Abstract

Type 2 myocardial infarction (T2MI) is frequently encountered in clinical practice and associated with adverse outcomes. T2MI occurs most frequently due to noncoronary etiologies that alter myocardial oxygen supply and/or demand. The diagnosis of T2MI is often confused with acute nonischemic myocardial injury, in part because of difficulties in delineating the nature of symptoms and misunderstandings about disease categorization. The use of objective features of myocardial ischemia using electrocardiographic (ECG) or imaging abnormalities may facilitate more precise T2MI diagnosis. High-sensitivity cardiac troponin (hs-cTn) assays allow rapid MI diagnosis and risk stratification, yet neither maximum nor delta values facilitate differentiation of T2MI from T1MI. Several investigational biomarkers have been evaluated for T2MI, but none have robust data. There is interest in evaluating risk profiles among patients with T2MI. Clinically, the magnitude of maximum and delta cTn values as well as the presence and magnitude of ischemia on ECG or imaging is used to indicate disease severity. Scoring systems such as GRACE, TIMI, and TARRACO have been evaluated, but all have limited to modest performance, with substantial variation in time intervals used for risk-assessment and endpoints used.
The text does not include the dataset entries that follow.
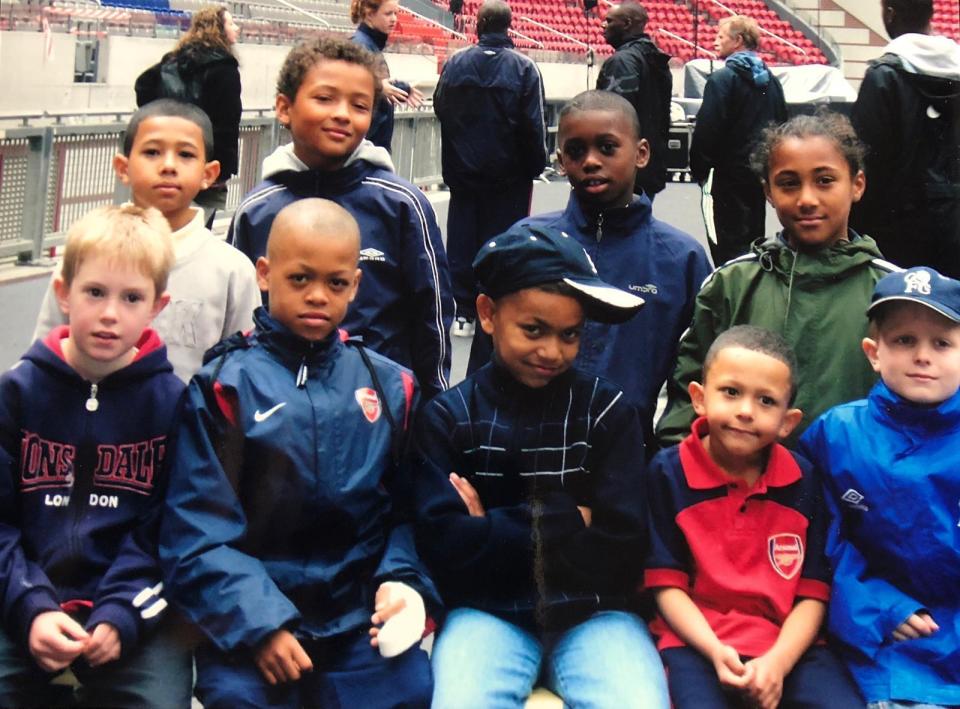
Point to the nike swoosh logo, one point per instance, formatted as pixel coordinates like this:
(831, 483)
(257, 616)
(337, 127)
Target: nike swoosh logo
(260, 418)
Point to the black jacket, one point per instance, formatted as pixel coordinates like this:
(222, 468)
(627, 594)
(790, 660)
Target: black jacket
(911, 125)
(735, 109)
(219, 97)
(640, 73)
(489, 100)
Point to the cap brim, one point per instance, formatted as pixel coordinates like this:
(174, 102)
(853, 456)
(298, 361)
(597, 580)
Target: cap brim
(945, 312)
(607, 303)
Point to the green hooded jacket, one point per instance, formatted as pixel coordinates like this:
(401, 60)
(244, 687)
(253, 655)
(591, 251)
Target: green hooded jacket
(816, 300)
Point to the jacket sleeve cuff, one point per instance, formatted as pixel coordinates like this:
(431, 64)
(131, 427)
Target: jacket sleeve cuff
(121, 618)
(40, 601)
(666, 578)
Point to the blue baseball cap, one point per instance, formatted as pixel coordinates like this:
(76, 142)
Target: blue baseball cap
(919, 285)
(529, 256)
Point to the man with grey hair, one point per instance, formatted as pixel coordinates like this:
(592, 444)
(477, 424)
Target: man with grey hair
(489, 100)
(640, 72)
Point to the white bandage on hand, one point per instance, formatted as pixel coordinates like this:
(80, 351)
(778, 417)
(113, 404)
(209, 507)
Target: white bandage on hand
(401, 631)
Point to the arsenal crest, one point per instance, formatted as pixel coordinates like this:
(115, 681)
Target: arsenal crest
(786, 554)
(369, 403)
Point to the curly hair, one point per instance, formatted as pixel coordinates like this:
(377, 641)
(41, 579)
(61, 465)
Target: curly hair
(306, 55)
(834, 127)
(207, 29)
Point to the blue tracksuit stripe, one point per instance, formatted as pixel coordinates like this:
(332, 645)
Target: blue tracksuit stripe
(434, 269)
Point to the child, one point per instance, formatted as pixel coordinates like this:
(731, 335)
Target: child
(282, 531)
(213, 289)
(325, 95)
(809, 283)
(600, 149)
(890, 464)
(737, 537)
(84, 418)
(529, 495)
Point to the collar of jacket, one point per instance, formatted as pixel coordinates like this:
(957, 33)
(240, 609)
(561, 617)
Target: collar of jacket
(498, 385)
(495, 39)
(639, 210)
(903, 414)
(776, 256)
(379, 38)
(292, 350)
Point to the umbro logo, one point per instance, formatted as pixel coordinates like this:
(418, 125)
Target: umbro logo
(372, 254)
(854, 500)
(261, 417)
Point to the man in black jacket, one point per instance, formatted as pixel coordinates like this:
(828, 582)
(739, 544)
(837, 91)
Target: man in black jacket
(739, 101)
(489, 100)
(639, 72)
(908, 114)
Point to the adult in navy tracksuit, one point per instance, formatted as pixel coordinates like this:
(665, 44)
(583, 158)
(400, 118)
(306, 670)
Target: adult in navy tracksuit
(375, 20)
(283, 514)
(489, 100)
(403, 309)
(739, 100)
(81, 484)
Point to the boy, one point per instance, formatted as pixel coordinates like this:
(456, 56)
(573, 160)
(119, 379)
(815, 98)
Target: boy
(325, 94)
(529, 496)
(84, 418)
(809, 283)
(282, 530)
(890, 467)
(737, 535)
(600, 149)
(213, 289)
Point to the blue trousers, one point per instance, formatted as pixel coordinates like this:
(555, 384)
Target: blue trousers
(159, 674)
(475, 216)
(818, 681)
(347, 673)
(609, 660)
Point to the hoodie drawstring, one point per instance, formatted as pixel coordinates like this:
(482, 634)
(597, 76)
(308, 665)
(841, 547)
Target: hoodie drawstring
(92, 403)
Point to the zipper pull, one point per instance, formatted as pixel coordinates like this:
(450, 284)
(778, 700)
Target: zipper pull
(92, 403)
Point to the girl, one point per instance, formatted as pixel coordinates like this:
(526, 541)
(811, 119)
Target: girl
(211, 75)
(810, 283)
(375, 20)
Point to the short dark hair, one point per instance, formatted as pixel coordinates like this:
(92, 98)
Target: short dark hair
(494, 16)
(596, 100)
(308, 54)
(755, 339)
(824, 123)
(911, 15)
(170, 107)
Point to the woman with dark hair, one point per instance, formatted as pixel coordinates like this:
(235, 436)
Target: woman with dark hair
(209, 77)
(375, 20)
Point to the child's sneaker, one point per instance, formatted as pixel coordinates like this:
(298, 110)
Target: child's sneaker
(462, 327)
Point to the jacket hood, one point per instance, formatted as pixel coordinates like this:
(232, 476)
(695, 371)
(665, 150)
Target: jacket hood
(283, 159)
(151, 357)
(495, 39)
(776, 256)
(928, 55)
(751, 67)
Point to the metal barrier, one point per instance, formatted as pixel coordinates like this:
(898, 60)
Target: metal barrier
(50, 176)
The diagnosis of T2MI requires biomarker evidence of acute myocardial injury and clear clinical evidence of acute myocardial ischemia without atherothrombosis. T2MIs are most often caused by noncoronary etiologies that alter myocardial oxygen supply and/or demand. They are increasingly encountered in clinical practice and associated with poor short- and long-term outcomes. Clinicians require novel biomarker or imaging approaches to facilitate diagnosis and risk-stratification.